Democrats have got to get straight on the uses and abuses of military power. They have got to understand the difference between a potent defense, the people and machinery, and act ually going to war, which is a sign of failure. They have got to understand that there are righteous uses and immoral uses of military power. If it were up to me, personally, I would put the occupation of Iraq to the U.N. Security Council and take its advice completely. It is really a matter of collective security, not just our own. I am reasonably sure I would not like the U.N.'s judgment completely, but I see no other way of rejoining the community of nations.

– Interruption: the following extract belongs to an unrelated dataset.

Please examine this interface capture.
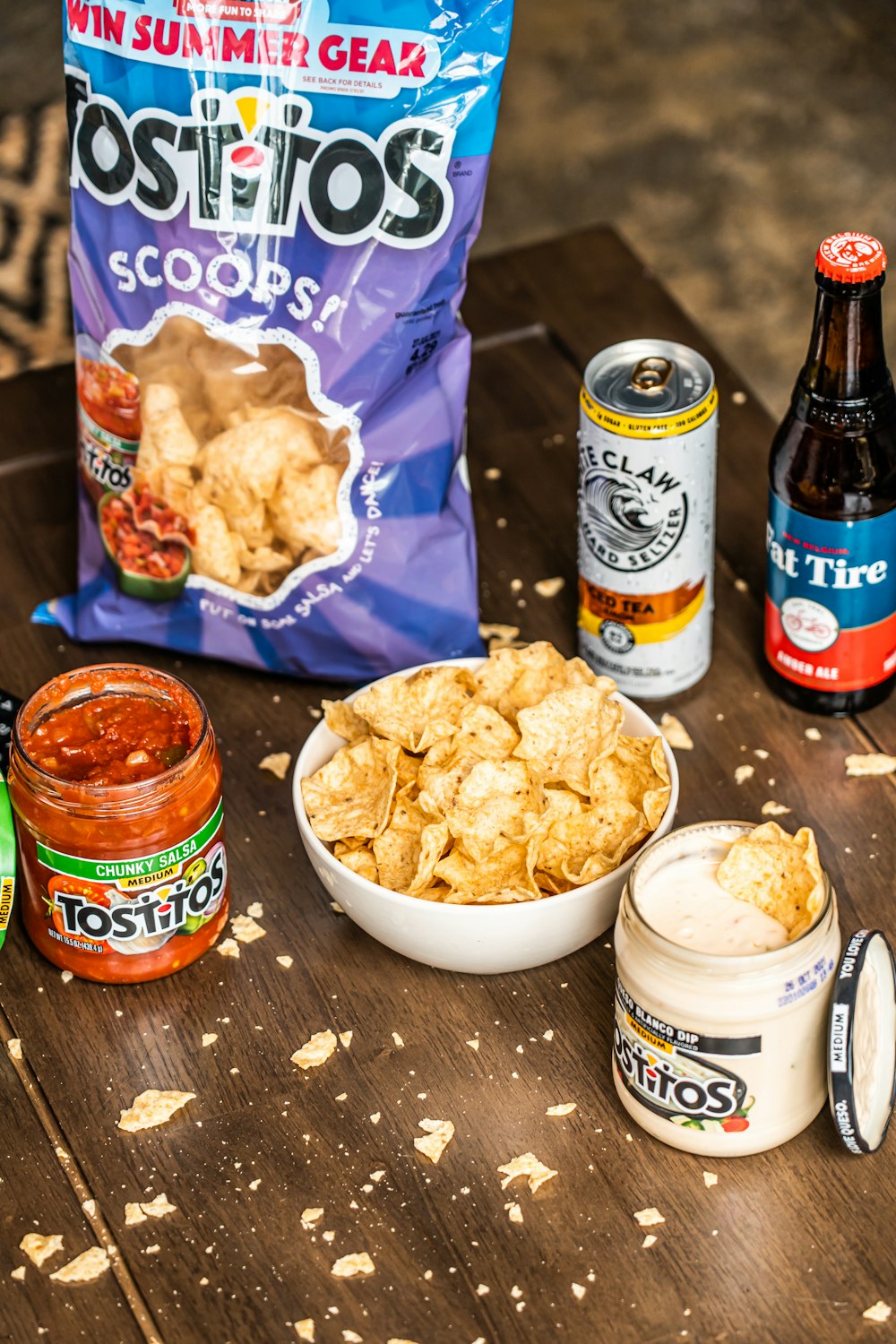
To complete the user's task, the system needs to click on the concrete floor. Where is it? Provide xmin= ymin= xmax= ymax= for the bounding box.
xmin=6 ymin=0 xmax=896 ymax=414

Meanwhile, two countries are about to join those which already have nuclear weapons, and both of these nations have political systems with political ideas inimical to American interests. If you have learned anything, you will begin to understand these issues as collective security issues, best dealt with by the concerted efforts of many nations, not just an imperious America pursuing its own perhaps faulty understanding of complex situations.

Yes, America can frequently lead in collective security situations, but there is a time when hauling out the big guns—US—is not appropriate. Other people have feelings too, you know, and dressing them down by Rumsfeld, Cheney, and Bush is not likely to be the best way. Sometimes it takes a person who has learned diplomacy and understands the true relationships between need and want, between aspiration and desperation, between face and shame.

Democrats, if they are going to continue support of the occupation of Iraq must tell the world why. I don't believe there is a compelling argument for occupation and I would immediately make larger than token reductions in forces as a clue to my intent. Yes, we should help the new Iraqi government survive, but it is not entirely up to us, nor is it likely that our continued presence will really help more than it hinders. There are many others ways for us to be useful other than pointing our guns at them and hoping they come to their senses. It is time we came to ours!